Should I order euros at my bank before I leave the US? 

This is totally a personal preference. If you'd rather not have to hunt down an ATM on your first day in Sicily, then I'd recommend ordering some Euros from your bank. Our local bank charges a very reasonable fee for ordering foreign currency. But keep in mind that if you order a large sum, you'll be walking around with a lot of cash in your pocket.

What’s the best way to get cash? 

Exchanging dollars once you arrive in Italy will not get you the best rate. We recommend using your debit card to withdraw from a Bancomat (ATM) upon arrival in Italy. Be sure to check with your bank to know what their fees (if any) are for foreign ATM withdrawals. 

Bonus tip: Some Bancomats and merchants will ask you if you want to be charged in euros or in dollars. Always choose euros. If you’re charged in euros, your home bank (the one that has a vested interest in keeping you happy) will be responsible for setting the exchange rate, which will be in your favor. If you decide to be charged in dollars, it’s the merchant’s or Bancomat’s bank (one that doesn’t have a vested interest in keeping you happy) that sets the exchange rate, which will usually not be in your favor. 

Cards A credit or debit card is a great thing to have in Italy. Virtually all national brands in Italy will accept cards. Many local merchants do as well, but it’s not a given that all of them will, hence our cash recommendations above. 

Do I really have to notify my bank before traveling?
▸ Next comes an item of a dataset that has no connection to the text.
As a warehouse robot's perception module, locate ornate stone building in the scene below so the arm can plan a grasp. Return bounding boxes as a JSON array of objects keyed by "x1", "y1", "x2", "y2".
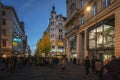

Yes! Please, please, please do this. Even if it’s while you’re on the way to the airport, be sure to call your bank’s customer service to let them know where you’ll be traveling. Be sure to include any international layovers you may have in other countries outside of Italy - you never know when you’ll just need to do some duty-free shopping in the airport! 

Another thing you may want to check with your bank is what your daily withdrawal limit is. Most Bancomats in Italy have a maximum daily withdrawal limit of €250 (approx. $300) and your home bank will have no control over this. 

Should I bring a credit card or just a debit card? 

Yes - to both, that is. 

Credit cards are always good to have in emergencies. It’s also a good idea to make sure that you have all of your anti-fraud features and notifications activated and adjusted prior to departure.(Note: American Express and Discover are not widely accepted across Italy. If you really want to use your AmEx or Discover card where possible we also recommend bringing a Visa or Mastercard.)

Your debit card, however, will be the best way to withdraw cash in Italy, and you should definitely bring one.

The final decision rests with you, of course, but bringing two different cards linked to two different accounts (whether they’re credit cards or debit cards) is not a bad idea. 

*Please note: We will be traveling in off-the-beaten-path destinations outside of tourist season. We don’t expect to deal with tight quarters packed full of people where pickpockets are a big cause for concern. However, the world is a crazy place and anything can happen. The most important thing to do is whatever makes you most comfortable.

How Much Ah, the ever-important question: how much spending money should I budget?

As I’m sure you can imagine, it really just depends. A very rough estimate based on our itinerary, any meals that are not already included in your trip fee, and modest amounts included for shopping, is about $250/person. It could be less if you opt for street food meals when you’re on your own, and only buy a few souvenirs for yourself. It could be more if your style is more 4-course meals with wine, and purchasing a new Italian wardrobe!